Midian and GideonBy Rabbi Jack Abramowitz
After 40 years of peace, the nation once again slacked off and G-d allowed Midian to occupy the country. The Midianites were particularly cruel; they didn’t just raid the Jews’ crops, they destroyed what they couldn’t use. (Verse 5 compares them to a swarm of locusts.) The people cried out and G-d sent Gideon (Gidon in Hebrew, but we’ll stick with the English).
Gideon was threshing wheat at his winepress in an effort to conceal it from the Midianites when G-d sent an angel to give him his “marching orders.” Considering himself unworthy, Gideon asked for a sign. The angel had him put meat, matzos and broth on a rock. (The broth was poured over the solid food.) A fire came out of the rock and consumed the offering. (Yes, this is a preview of the miracle later wrought for Elijah in the Book of Kings.)
That night, G-d had Gideon break apart his father’s altar to the Baal and cut down his Asheira (a tree worshipped for idolatry).
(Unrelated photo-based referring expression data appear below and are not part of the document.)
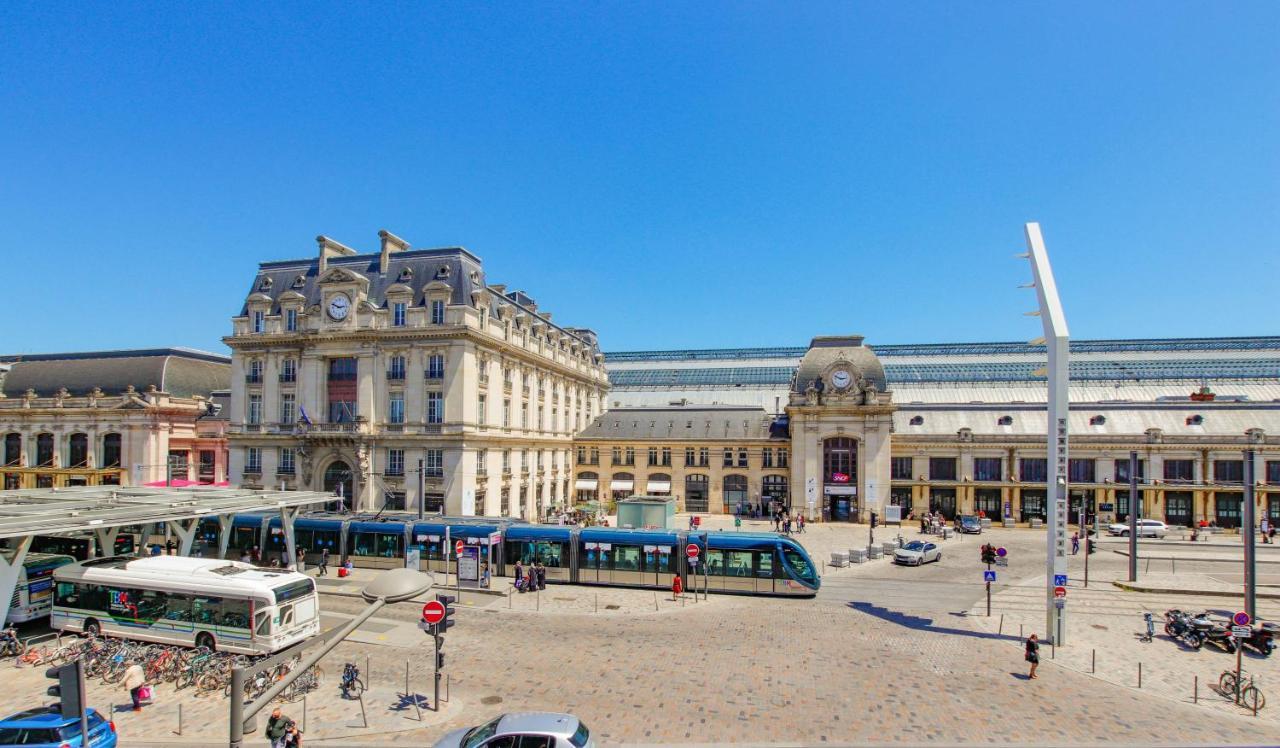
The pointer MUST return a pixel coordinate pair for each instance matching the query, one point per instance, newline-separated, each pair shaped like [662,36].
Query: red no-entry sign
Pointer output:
[433,612]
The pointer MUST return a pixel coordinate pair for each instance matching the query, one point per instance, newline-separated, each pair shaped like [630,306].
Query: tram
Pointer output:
[762,564]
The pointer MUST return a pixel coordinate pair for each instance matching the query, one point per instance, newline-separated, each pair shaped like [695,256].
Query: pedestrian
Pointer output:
[1033,653]
[133,680]
[277,726]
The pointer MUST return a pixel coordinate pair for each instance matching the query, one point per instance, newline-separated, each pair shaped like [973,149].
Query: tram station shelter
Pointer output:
[101,511]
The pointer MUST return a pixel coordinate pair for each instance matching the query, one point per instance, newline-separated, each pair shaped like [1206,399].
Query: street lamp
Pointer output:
[391,585]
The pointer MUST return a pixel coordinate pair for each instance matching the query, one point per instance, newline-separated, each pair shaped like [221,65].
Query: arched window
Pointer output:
[13,448]
[77,455]
[112,451]
[735,493]
[44,450]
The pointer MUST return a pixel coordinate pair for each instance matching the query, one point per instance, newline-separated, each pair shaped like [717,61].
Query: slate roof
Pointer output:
[677,423]
[456,267]
[179,372]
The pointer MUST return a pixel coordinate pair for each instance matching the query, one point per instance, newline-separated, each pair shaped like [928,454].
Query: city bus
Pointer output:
[192,602]
[33,594]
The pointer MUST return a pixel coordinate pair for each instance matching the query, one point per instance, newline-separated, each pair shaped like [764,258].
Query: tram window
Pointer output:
[716,562]
[626,557]
[737,562]
[376,544]
[764,565]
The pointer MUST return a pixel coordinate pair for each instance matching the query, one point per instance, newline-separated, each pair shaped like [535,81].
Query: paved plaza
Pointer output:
[883,655]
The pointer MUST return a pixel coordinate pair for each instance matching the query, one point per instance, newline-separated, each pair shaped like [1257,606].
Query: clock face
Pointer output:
[338,306]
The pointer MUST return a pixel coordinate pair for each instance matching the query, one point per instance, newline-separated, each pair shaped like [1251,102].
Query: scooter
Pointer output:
[1179,626]
[1262,641]
[1216,633]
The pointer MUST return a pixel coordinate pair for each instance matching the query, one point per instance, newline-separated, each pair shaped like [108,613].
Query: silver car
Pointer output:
[522,730]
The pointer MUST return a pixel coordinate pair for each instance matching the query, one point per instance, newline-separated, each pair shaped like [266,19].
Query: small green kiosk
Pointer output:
[647,511]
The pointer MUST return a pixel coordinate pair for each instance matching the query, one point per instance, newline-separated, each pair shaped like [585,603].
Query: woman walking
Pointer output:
[1033,653]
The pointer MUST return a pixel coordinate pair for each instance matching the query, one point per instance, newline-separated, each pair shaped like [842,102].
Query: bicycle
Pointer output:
[1242,689]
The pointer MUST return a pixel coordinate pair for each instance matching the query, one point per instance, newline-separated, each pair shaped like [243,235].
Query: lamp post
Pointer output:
[391,585]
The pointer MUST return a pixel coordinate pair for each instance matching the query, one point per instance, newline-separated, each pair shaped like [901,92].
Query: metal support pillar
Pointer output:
[287,515]
[1056,343]
[186,532]
[9,570]
[224,534]
[1251,564]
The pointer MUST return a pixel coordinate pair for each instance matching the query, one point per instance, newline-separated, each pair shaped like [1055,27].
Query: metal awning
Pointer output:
[45,511]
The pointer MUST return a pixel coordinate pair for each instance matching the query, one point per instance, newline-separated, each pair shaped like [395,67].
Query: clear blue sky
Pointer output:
[670,174]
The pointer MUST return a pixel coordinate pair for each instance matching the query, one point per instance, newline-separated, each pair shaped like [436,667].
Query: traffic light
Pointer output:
[71,688]
[447,601]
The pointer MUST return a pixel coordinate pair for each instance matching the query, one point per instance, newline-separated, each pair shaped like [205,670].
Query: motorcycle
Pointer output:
[1216,633]
[1262,641]
[1179,626]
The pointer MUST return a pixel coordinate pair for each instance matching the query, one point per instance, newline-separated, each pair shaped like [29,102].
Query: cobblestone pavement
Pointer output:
[883,655]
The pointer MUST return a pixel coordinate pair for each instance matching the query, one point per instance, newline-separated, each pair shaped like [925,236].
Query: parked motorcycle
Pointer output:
[1178,625]
[1262,641]
[1216,633]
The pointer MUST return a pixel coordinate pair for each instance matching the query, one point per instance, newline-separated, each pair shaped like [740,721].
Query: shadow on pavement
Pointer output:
[922,624]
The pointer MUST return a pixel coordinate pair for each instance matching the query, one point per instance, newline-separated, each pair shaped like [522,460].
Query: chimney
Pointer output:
[330,249]
[391,243]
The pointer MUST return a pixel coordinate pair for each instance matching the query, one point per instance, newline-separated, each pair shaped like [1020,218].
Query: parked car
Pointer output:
[528,729]
[917,552]
[48,726]
[1146,529]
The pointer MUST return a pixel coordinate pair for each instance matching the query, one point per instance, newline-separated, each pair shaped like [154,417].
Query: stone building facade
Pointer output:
[113,418]
[350,370]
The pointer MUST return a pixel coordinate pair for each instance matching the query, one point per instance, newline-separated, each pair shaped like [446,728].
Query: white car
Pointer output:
[1146,529]
[522,730]
[917,552]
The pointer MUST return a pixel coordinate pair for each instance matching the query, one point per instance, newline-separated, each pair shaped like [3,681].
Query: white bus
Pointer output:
[195,602]
[33,594]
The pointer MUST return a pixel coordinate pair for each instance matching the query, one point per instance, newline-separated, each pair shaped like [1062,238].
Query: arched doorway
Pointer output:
[338,474]
[840,478]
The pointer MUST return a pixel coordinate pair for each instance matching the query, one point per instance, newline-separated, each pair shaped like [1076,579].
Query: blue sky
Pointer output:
[670,174]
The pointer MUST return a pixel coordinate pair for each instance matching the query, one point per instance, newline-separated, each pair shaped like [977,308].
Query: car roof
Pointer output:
[48,716]
[545,723]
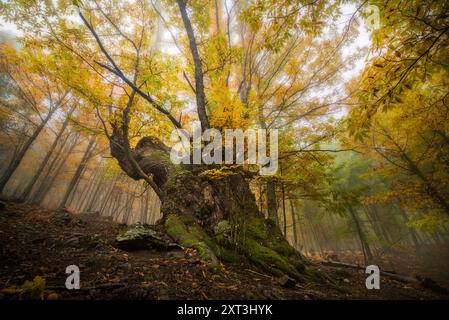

He built an altar to Hashem and sacrificed his father’s fattened bull on it, using the wood of the Asheira for kindling. The next morning, when the people of the town learned what Gideon had done, they wanted to kill him. Gideon’s father Yoash interceded, saying that if Baal has a problem with what Gideon did, and if Baal had the ability to deal with it, then Baal would deal with it himself. This earned Gideon the nickname “Yerubaal,” “let the Baal handle it.”
Finally, Gideon asked for a sign so that the people would know he was sent by G-d. Gideon laid out a fleece on the threshing floor. On one night, the dew fell only on the fleece, not on the ground. On the next, the dew fell only on the ground, not on the fleece.